Second, the notion of public accountability in the draft code is a little confused.

Senior public managers in local government are directly accountable to all those elected to govern.

However, since the 2000 local government reforms, the separation of councils into (largely single party) ‘political executives’ and their respective overview and scrutiny functions has divided officer accountability to members.

Officers are ‘held to account’ by the political executive (and by councils’ various executive committees), while they ‘give an account’ to non-executive members.

The discipline that binds local government to the communities it serves is this ‘accountability’.

And officers need to be fully accountable in public both for the advice they proffer to decision-makers and for their implementation of those decisions once made.

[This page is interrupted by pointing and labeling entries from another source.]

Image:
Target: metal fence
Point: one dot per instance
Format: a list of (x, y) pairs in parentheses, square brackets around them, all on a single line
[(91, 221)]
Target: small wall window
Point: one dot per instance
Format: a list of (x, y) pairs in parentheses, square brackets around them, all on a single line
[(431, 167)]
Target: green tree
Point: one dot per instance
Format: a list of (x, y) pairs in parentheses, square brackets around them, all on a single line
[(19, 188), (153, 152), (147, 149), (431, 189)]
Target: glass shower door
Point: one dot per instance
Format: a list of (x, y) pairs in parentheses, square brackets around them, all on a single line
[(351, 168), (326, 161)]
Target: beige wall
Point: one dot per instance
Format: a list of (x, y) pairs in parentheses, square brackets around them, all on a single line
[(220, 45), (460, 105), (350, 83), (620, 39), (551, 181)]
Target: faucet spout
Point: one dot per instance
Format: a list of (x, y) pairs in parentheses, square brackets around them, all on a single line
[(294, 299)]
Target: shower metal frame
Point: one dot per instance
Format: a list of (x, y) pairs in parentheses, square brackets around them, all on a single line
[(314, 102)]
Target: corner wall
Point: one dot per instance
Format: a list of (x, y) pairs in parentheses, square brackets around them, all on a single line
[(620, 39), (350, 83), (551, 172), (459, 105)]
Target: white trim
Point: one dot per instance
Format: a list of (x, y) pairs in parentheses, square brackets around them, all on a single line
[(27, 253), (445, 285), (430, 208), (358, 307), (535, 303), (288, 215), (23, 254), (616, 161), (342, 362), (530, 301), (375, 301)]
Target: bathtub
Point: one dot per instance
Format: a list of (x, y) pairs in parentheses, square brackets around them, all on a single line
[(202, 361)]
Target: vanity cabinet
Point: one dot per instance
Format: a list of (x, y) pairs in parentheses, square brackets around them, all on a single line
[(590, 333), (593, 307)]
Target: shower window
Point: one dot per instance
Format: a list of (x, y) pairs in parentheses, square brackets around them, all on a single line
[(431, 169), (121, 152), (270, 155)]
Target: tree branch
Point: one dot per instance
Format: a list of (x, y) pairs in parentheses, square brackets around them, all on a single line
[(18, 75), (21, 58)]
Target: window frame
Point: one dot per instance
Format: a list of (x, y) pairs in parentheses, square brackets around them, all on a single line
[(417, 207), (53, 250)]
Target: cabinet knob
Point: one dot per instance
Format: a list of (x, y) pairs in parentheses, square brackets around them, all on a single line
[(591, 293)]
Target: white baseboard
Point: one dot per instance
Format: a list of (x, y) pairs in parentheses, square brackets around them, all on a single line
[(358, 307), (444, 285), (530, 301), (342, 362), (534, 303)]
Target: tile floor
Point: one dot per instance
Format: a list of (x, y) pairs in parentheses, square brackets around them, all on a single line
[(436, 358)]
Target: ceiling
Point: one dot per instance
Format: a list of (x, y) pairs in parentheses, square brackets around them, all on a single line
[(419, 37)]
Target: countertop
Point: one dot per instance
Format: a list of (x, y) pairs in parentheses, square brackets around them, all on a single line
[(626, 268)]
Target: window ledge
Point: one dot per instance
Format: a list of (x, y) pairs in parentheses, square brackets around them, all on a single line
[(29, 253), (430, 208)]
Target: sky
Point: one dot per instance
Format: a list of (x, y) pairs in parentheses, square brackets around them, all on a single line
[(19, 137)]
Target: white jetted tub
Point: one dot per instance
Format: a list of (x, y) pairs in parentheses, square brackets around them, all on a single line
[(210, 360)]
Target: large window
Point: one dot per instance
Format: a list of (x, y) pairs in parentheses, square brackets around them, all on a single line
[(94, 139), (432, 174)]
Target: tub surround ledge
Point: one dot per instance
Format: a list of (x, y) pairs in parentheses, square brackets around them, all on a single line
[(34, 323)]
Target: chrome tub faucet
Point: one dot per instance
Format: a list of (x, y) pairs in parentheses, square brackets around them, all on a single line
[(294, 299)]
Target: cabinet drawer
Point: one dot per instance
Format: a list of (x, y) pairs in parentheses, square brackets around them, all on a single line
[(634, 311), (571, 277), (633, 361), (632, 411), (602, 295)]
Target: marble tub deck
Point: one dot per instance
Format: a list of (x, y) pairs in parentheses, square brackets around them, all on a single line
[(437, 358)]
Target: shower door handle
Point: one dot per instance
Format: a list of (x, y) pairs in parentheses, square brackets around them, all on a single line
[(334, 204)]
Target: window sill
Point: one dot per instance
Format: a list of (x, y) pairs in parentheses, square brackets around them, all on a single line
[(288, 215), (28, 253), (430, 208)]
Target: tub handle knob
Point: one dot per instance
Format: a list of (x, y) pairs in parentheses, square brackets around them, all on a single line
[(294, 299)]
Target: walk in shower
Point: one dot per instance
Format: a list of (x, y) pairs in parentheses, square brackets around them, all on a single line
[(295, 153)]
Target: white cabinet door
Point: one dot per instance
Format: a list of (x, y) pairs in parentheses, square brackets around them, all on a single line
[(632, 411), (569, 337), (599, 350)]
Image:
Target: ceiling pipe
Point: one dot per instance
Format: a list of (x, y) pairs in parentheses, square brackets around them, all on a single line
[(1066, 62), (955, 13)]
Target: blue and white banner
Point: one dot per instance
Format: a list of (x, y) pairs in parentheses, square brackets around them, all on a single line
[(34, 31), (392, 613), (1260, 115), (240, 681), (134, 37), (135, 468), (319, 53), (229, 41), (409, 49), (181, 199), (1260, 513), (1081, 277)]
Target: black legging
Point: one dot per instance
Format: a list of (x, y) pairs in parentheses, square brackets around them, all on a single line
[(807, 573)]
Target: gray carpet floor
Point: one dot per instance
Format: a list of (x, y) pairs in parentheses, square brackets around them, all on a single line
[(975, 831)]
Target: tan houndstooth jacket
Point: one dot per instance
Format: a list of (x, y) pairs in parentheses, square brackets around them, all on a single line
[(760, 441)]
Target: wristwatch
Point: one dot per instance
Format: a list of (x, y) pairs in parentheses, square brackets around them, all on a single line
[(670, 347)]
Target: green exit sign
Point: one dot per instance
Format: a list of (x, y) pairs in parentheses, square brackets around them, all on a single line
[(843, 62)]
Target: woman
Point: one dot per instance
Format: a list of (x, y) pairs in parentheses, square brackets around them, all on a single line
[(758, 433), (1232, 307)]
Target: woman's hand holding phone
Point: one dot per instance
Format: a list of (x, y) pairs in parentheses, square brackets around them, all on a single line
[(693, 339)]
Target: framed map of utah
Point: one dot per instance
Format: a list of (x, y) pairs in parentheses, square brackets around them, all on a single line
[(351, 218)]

Unlike civil servants, senior public managers have a ‘constitutional personality’.

Their advice is not cloaked by privilege, nor are their actions.

This gives strength to the decision-makers and aids the accountability of councils to the wider public.

Third, the draft code rather narrowly reduces senior managers’ concerns about ethics to issues of personal and professional conduct.

Of course, public sector managers need to ‘be good’.

But they need to be good so their organisations can ‘do good’.

The code rightly asserts the importance of selflessness, integrity, accountability, openness and honesty.

But this only focuses on personal and inter-personal ethics.

Senior public managers also need to assert the importance of public ethics and public reason in decision making, in policy options, in resource allocation and in arbitrating between competing claims.

Some 80 years ago the American sociologist Robert K Merton wrote about the unanticipated consequences of purposive social action.

One of the key biases he then identified was what he called the ‘imperious immediacy of interests’.

Large organisations can lose sight of their purposes as their internal dynamics and processes draw too much of the attention of their key decision-makers (in governance and in management).

And this can happen with councils.

They can become so enmeshed in their internal processes that they lose sight of their wider social purpose – to have a positive impact and do good in their locality.

Working out how best to subordinate the imperious immediacy of one’s own interests to the deeper demands of the public interest is an essential element of the art of being an ethical and effective public manager.